Petty Officer Ader has been confined since 29 August 2007 as a result of a court-martial sentence to confinement for nine months, a BCD, and reduction to E-1. As part of a PTA, the CA agreed to waive automatic forfeitures of $800 per months for 18 months and have that $800 paid to Ader’s wife.
The record was docketed with the Coast Guard Court on 4 February. On 10 March, the defense filed a petition for writ of habeas corpus seeking Ader’s immediate release because, in violation of the PTA’s terms, his wife had received no waived forfeitures.
On Friday, the government rolled over and “concede[d] that Respondents have failed to comply with a material term of the pretrial agreement, which resulted in Petitioner not receiving what he bargained for. Therefore, Respondents concede that Petitioner’s pleas were involuntary and concur that he should be immediately released from confinement.”
THAT SAME DAY, the Coast Guard Court ordered Petty Officer Ader’s immediate release from confinement. The court went ahead and invalidated his findings and sentence for good measure, writing:
Based on Petitioner’s unrebutted affidavit and noting Respondents’ concession, we find that he did not receive the benefit of his bargain as to a material term of his pretrial agreement. Accordingly, his pleas are improvident. United States v. Perron, 58 M.J. 78, 82 (C.A.A.F. 2003). The findings of guilty and the sentence are set aside, and the case is returned to the Judge Advocate General for referral to an appropriate convening authority, who may order a rehearing.

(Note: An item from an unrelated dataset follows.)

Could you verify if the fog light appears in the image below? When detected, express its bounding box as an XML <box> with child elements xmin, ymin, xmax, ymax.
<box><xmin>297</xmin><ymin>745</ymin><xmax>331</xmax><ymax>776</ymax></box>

Petty Officer Ader must not have had much time left on his nine-month sentence, but the case calls to mind that line from Noyd v. Bond where Justice Harlan wrote for the Court: “While it is true that Captain Noyd has only two days yet to serve on his sentence, he should not be required to surrender his freedom for even this short time unless it is found that the law so requires.” Noyd v. Bond, 395 U.S. 683, 699 (1969).
A huge BZ to the Coast Guard Court for acting as quickly as possible to safeguard a servicemember’s rights.